Aug. 5 (Bloomberg) -- General Motors Co. is studying several possible additions to its vehicle lineup, including a new midsize pickup and a stretched version of its European minivan, said three people familiar with the process.
Chief Executive Officer Ed Whitacre has told his staff to explore adding a few models to its future portfolio. He wants GM’s product staff to consider small, youth-oriented cars for Chevrolet and a large prestige sedan for Cadillac, as well as the minivan and midsize pickup, said two of the people, who asked not to be identified disclosing private discussions. The ideas are under study and may not be built, the people said.
Whitacre’s push to fill holes in the lineup shows how much GM has changed since last year’s bankruptcy. Now managed by industry outsiders preparing for an initial stock offering and freed of historic cost constraints, the new company is able to consider vehicles the Detroit-based carmaker once shunned.
“New management can look at things from a different angle,” said Rebecca Lindland, analyst with IHS Automotive, a research firm in Lexington, Massachusetts. “There’s a lot of market share up for grabs. It makes sense to look at some of these products.”
In June, Whitacre named Stephen Carlisle vice president of global product planning, reporting directly to the chairman. Since then, Whitacre has been asking his management team to explore new product ideas to see if the company can find new market segments and boost sales in the long run, the people said.
A GM spokesman, Pat Morrissey, declined to comment.
The company phased out its last minivan, the Chevrolet Uplander, in 2008, after concluding that consumers are more interested in SUVs. So far this year consumers have purchased 266,000 minivans, with Chrysler Group LLC, Toyota Motor Corp. and Honda Motor Co. dominating the business.
GM isn’t looking at a traditional North American-style minivan, said two of the people. The company is studying whether it can increase the size of its Opel Zafira van sold in Europe, the people said. That model is built on the platform of GM’s Chevrolet Cruze compact car.
“The minivan they are looking at doing would be a rethink,” said Jim Hall, principal of 2953 Analytics Inc., a consulting firm in Birmingham, Michigan.
GM has done less work on a new minivan than the other ideas the company is considering, two people familiar with the matter said.
GM is also looking at a new midsize pickup entry. The company sells the Chevrolet Colorado and GMC Canyon now, which are scheduled to be phased out in 2012. GM is looking at making a new model based on a pickup the company sells in emerging markets, one of the people said.
The small and midsize pickup market is a tough business in the U.S. right now. Sales fell 5.6 percent in the first seven months of the year, while total vehicle deliveries rose 14.8 percent, according to researcher Autodata Corp., based in Woodcliff Lake, New Jersey. GM, second only to Ford Motor Co. in large pickup sales, has 12.5 percent of the small pickup market, which Toyota dominates with 42 percent share this year.

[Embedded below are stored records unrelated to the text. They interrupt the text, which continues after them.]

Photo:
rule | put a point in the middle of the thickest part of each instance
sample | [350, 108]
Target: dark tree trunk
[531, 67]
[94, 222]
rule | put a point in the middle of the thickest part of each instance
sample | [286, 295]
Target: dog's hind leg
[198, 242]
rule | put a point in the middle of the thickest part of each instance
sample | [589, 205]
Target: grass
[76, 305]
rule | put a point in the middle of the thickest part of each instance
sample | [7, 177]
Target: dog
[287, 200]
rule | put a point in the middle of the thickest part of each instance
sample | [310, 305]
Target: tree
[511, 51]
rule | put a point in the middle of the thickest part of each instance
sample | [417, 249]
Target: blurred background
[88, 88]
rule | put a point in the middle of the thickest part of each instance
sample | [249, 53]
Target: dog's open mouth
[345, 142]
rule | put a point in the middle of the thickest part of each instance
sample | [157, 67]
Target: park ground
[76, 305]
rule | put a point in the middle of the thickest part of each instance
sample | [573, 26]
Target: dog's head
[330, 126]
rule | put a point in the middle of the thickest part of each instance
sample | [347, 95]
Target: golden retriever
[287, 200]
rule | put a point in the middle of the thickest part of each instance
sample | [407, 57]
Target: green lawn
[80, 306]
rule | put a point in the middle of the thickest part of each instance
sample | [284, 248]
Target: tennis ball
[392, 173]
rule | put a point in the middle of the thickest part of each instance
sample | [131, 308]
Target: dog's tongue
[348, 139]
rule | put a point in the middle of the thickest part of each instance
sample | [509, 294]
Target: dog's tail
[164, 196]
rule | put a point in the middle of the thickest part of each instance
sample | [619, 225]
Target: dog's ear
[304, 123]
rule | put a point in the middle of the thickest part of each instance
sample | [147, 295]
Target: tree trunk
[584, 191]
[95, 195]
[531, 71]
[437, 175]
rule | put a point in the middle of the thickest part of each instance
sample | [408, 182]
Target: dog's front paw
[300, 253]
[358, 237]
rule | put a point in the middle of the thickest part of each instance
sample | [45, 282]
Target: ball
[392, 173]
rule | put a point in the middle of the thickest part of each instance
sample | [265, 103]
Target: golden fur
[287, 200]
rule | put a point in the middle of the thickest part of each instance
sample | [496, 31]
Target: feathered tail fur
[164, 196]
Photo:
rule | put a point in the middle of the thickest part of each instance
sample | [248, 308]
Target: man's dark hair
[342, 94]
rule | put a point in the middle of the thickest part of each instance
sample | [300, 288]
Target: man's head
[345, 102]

One challenge is making a pickup that is cheap enough to lure buyers, Hall said. The Colorado starts at $16,765, or $580 cheaper than the full-size Silverado pickup. Many buyers opt for the larger truck because the prices are so close, Hall said.
GM is also exploring more youth-oriented cars for Chevrolet, a new compact SUV for the brand and a large, stylish sedan to compete with the Ford Taurus, said one of the people.
To target young buyers, GM is preparing to introduce the Chevrolet Aveo and Spark subcompacts. The GMC Granite, a boxy, small SUV that would compete with Toyota’s Scion xB, is also close to approval, the person said.
The company has also started work on a flagship sedan for Cadillac, two of the people said. Designers are looking at several prototypes that differ from the XTS concept car on display at the Detroit auto show in January, they said. If GM’s board approves funding for the luxury car, intended to compete with BMW AG’s 7 Series, it wouldn’t be built for several years, they said.
Some of the studies are being done to make sure GM can meet federal fuel economy rules that get tougher in 2016. By then, regulations mandate that each carmaker average 34.1 mpg across its fleet, up from 27.6 mpg for 2011.
GM is looking at a minivan and a pickup in case higher fuel prices necessitate something smaller than SUVs for large families or something more efficient than today’s large work trucks.
The company is also looking at a diesel engine for passenger cars in the U.S., said two people familiar with that plan. GM sells a diesel only in its large pickups.
GM no longer has financial constraints to keep the company from investing in new models. The capital expenditures budget is $6 billion a year, compared with $4.5 billion for Ford. Whitacre may invest more money for the right products and the company may need to hire more engineers and designers to develop the models, the three people said.
“Money isn’t the problem,” Hall said. “They don’t have enough people to do the work. It makes sense to look at these products. They could find the product they need this way.”